In keeping with the times, Cornish was also elected to serve as a National Party member of the provincial legislature. For decades — though not today — individuals were allowed to serve at the municipal and provincial levels of government at the same time (Steve Juba was elected mayor of Winnipeg in 1956 while still an MLA). In addition, provincially-serving politicians could also run for federal office and keep both seats 

if successful, and vice versa. Cornish served as the member for Poplar Point until 1878. In 

the same year, he also served as a Winnipeg 

alderman.

While an MLA, Cornish constantly fought with Premier Robert “Hotel” Davis. One incident saw the pair use “haranguing and abusive language” for nearly four hours in the legislature.

Cornish, still smarting that Macdonald wanted him arrested for his part in the 1872 election riot, celebrated when the  Macdonald government fell because of the Pacific Scandal in 1873. Cornish and a friend, while apparently drunk, tried to burn the former prime minister in effigy. His friend — unnamed — stood atop a whiskey barrel making a speech. Spectators noted there was more whiskey above the barrel than in the barrel.
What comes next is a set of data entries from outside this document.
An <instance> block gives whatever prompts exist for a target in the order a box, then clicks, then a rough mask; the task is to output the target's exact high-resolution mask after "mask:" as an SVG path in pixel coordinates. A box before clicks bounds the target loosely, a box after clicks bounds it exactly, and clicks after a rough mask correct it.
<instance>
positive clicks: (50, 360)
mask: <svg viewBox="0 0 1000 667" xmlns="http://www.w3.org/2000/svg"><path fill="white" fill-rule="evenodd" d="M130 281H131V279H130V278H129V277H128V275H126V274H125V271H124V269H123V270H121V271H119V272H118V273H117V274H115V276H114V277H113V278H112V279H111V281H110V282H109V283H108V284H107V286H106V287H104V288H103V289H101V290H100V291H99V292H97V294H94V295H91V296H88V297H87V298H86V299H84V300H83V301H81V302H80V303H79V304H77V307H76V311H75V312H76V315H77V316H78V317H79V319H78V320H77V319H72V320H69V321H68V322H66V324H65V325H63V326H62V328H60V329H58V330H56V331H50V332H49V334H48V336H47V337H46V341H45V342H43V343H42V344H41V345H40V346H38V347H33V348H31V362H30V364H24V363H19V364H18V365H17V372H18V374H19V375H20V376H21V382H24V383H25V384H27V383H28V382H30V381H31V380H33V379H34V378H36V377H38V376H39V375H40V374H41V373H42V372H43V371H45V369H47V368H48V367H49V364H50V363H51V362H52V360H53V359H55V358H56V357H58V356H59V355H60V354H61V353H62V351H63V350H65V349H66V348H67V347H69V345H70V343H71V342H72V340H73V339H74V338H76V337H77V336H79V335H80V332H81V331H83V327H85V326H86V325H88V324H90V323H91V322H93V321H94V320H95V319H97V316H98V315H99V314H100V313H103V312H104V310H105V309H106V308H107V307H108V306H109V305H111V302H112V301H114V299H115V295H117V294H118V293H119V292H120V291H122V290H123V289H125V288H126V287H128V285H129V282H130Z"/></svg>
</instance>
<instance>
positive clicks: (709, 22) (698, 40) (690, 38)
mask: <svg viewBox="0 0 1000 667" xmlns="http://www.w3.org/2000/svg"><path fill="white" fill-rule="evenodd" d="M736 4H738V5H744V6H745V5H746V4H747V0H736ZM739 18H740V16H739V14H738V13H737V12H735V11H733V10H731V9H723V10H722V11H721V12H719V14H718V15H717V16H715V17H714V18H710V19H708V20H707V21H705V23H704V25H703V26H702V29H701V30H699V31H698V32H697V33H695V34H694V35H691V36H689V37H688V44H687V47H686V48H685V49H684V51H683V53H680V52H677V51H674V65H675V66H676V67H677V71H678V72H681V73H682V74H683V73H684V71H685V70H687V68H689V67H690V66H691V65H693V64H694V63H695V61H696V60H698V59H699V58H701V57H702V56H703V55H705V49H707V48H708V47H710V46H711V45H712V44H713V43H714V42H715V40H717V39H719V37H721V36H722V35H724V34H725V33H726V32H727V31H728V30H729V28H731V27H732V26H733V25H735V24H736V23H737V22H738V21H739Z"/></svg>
Cornish continued to meddle in the machinery of elections for the remainder of his time on this earth. He was charged during the 1876 election with stealing a polling book for which he 

received a $20 fine.

His most famous local escapade occurred in 1878, just before his death at 47 on November 28 of that year. Cornish arranged to have his opponent kidnapped on the eve of the provincial election and then brought charges of corruption against him. When his opponent failed to appear and answer the charges, Cornish claimed that this amounted to a confession of guilt.

Cornish was subsequently charged with kidnapping, but his death, resulting from stomach cancer, prevented him from appearing on this last of many charges levelled against him during his colourful political career.

Even in death, Cornish could not escape the criticism of Luxton. The Manitoban ran an 

article days after Cornish’s death headlined 

Luxton Tramples on the Dead. The newspaper said Luxton “scandalized and outraged the 

feelings of the people” during a meeting at 

Rockwood Mills.

“In 1874 Cornish was the leader of the opposition (in the legislature), when it was found that a new ministry was likely to be formed (Lieutenant) Governor Morris declared that he would not receive at his house such a man as Cornish,” Luxton told the people at the meeting.

“Traitor to the living, and insulting and unfeeling to the dead,” said The Manitoban, “Luxton could not allow poor Cornish to be covered by the sod, before he dared to insult his memory and trample on the feelings of his sorrowing friends.”

To add insult to injury, the newspaper reported that after delivering his speech, Luxton attended “the funeral of the man he had outraged.”

It was typical of Cornish that he evoked either strong praise or heavy scorn throughout his 

political career. There seems to have been no middle ground — people either loved him or hated him.